Btjunkie censurato in Italia



È stata soprannominata Poisonous Dahlia ed è una recente operazione compiuta dalla Magistratura insieme alla Guardia di Finanza di Cagliari, che ha di fatto inibito l’accesso dall’Italia al motore di ricerca BitTorrent Btjunkie.org. Nelle parole dei vertici della Federazione Industria Musicale Italiana (FIMI), si tratta di uno dei più importanti supermercati mondiali del falso multimediale.

E Poisonous Dahlia è stata descritta come un’operazione particolarmente innovativa, almeno da un punto di vista giuridico. L’accesso a Btjunkie.org è stato infatti bloccato a partire da un ordine di inibizione emesso direttamente dal PM, che lascerà aperta solo una strada per un eventuale ricorso in Cassazione. Nel famoso caso di The Pirate Bay, il sequestro tramite inibizione era stato convalidato dal GIP, poi appellabile al riesame. [tratto da punto-informatico]

Alcune precisazioni:

Il sito non e’ stato chiuso, e’ attivo. Potete cambiare il vostro Dns o utilizzare dei proxy o navigare tramite questo indirizzo

Qualcuno ha puntato il dito contro il motore di ricerca torrent dimenticando la  differenza tra un motore di ricerca e un portale/sito che mette a disposizione  link per vedere i film in streaming.
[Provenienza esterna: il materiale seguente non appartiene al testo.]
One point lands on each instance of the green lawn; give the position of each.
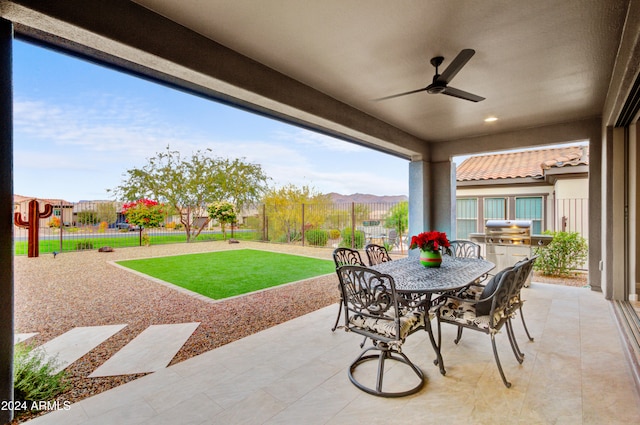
(224, 274)
(76, 242)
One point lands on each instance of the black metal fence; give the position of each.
(90, 226)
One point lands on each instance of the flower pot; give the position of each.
(430, 258)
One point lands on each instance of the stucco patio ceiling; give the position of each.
(322, 64)
(536, 62)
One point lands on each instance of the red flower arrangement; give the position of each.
(430, 241)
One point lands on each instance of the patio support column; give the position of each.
(443, 198)
(6, 218)
(419, 197)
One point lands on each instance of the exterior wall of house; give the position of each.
(571, 212)
(510, 192)
(6, 218)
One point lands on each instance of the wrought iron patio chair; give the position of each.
(392, 238)
(342, 257)
(488, 314)
(376, 254)
(526, 267)
(372, 309)
(476, 291)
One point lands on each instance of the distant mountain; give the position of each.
(365, 198)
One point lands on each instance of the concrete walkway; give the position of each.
(574, 373)
(150, 351)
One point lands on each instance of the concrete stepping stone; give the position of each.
(150, 351)
(18, 338)
(75, 343)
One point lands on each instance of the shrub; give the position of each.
(565, 253)
(358, 239)
(34, 377)
(86, 244)
(316, 237)
(87, 217)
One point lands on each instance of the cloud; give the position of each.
(97, 145)
(309, 138)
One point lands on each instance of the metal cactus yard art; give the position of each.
(32, 224)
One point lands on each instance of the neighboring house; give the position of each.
(547, 186)
(61, 209)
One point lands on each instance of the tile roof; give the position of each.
(17, 199)
(521, 164)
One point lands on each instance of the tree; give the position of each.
(398, 219)
(224, 212)
(566, 252)
(106, 211)
(189, 185)
(87, 217)
(145, 213)
(284, 208)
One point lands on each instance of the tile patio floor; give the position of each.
(296, 373)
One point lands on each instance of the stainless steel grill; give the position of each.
(509, 241)
(508, 232)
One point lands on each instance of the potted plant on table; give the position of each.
(430, 245)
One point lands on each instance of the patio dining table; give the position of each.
(417, 283)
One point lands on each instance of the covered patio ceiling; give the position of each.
(323, 64)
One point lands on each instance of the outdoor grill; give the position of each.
(509, 241)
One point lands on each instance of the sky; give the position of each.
(78, 127)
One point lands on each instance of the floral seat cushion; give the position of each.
(409, 321)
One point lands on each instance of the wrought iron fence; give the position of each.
(90, 226)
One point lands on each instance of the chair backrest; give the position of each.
(524, 268)
(376, 254)
(370, 301)
(347, 256)
(501, 298)
(490, 291)
(465, 249)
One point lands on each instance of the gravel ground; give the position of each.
(54, 295)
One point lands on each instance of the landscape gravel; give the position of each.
(56, 294)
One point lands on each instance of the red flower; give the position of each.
(430, 241)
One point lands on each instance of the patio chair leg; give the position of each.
(335, 325)
(436, 347)
(525, 325)
(514, 343)
(383, 355)
(495, 354)
(459, 336)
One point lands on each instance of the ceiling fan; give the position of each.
(441, 81)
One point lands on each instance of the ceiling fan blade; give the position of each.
(450, 91)
(400, 94)
(456, 65)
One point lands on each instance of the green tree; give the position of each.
(284, 208)
(87, 217)
(224, 212)
(189, 185)
(565, 253)
(398, 219)
(107, 211)
(145, 213)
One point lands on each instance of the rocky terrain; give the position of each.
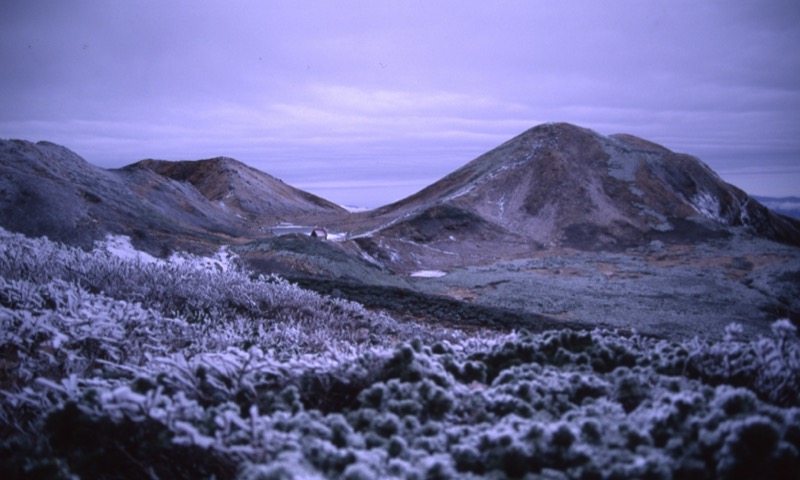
(46, 189)
(558, 224)
(566, 306)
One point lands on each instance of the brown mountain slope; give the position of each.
(558, 185)
(242, 190)
(46, 189)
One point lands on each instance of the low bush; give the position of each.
(269, 381)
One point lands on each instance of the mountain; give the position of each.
(555, 186)
(240, 189)
(562, 186)
(46, 189)
(786, 206)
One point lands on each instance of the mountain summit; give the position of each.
(46, 189)
(559, 185)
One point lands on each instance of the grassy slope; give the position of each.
(114, 368)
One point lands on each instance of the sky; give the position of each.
(366, 102)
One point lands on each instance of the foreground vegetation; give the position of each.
(115, 368)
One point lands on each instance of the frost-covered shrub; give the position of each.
(269, 381)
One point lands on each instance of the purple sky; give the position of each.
(366, 102)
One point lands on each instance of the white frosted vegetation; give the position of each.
(114, 367)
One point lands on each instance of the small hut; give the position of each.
(319, 232)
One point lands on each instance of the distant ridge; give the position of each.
(788, 206)
(48, 190)
(559, 185)
(554, 186)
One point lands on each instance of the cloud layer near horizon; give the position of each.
(365, 102)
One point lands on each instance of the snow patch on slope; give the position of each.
(708, 206)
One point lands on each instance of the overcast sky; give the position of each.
(366, 102)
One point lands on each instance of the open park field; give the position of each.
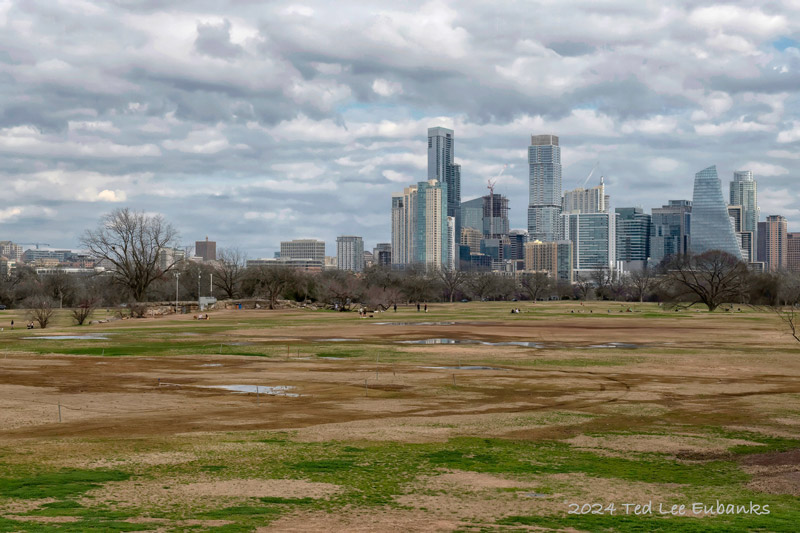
(465, 418)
Sembra che le autorita’ si siano resi conto che chiunque in Italia poteva collegarsi su Internet e
guardare gratis – ma illegalmente – le partite di calcio trasmesse sul digitale  terrestre. Un danno economico che dicono abbia contribuito al fallimento  di Dahlia tv. Affermazioni fantasiose ? Btjunkie.org, tuttora attivo, è un  motore di ricerca torrent che non offre soluzioni per vedere le partite di  calcio in streaming. Attribuire al motore di ricerca torrent il fallimento di  Dahlia tv è fantasioso e i bene informati sanno che esistono altre soluzioni online per vedere le partite di calcio.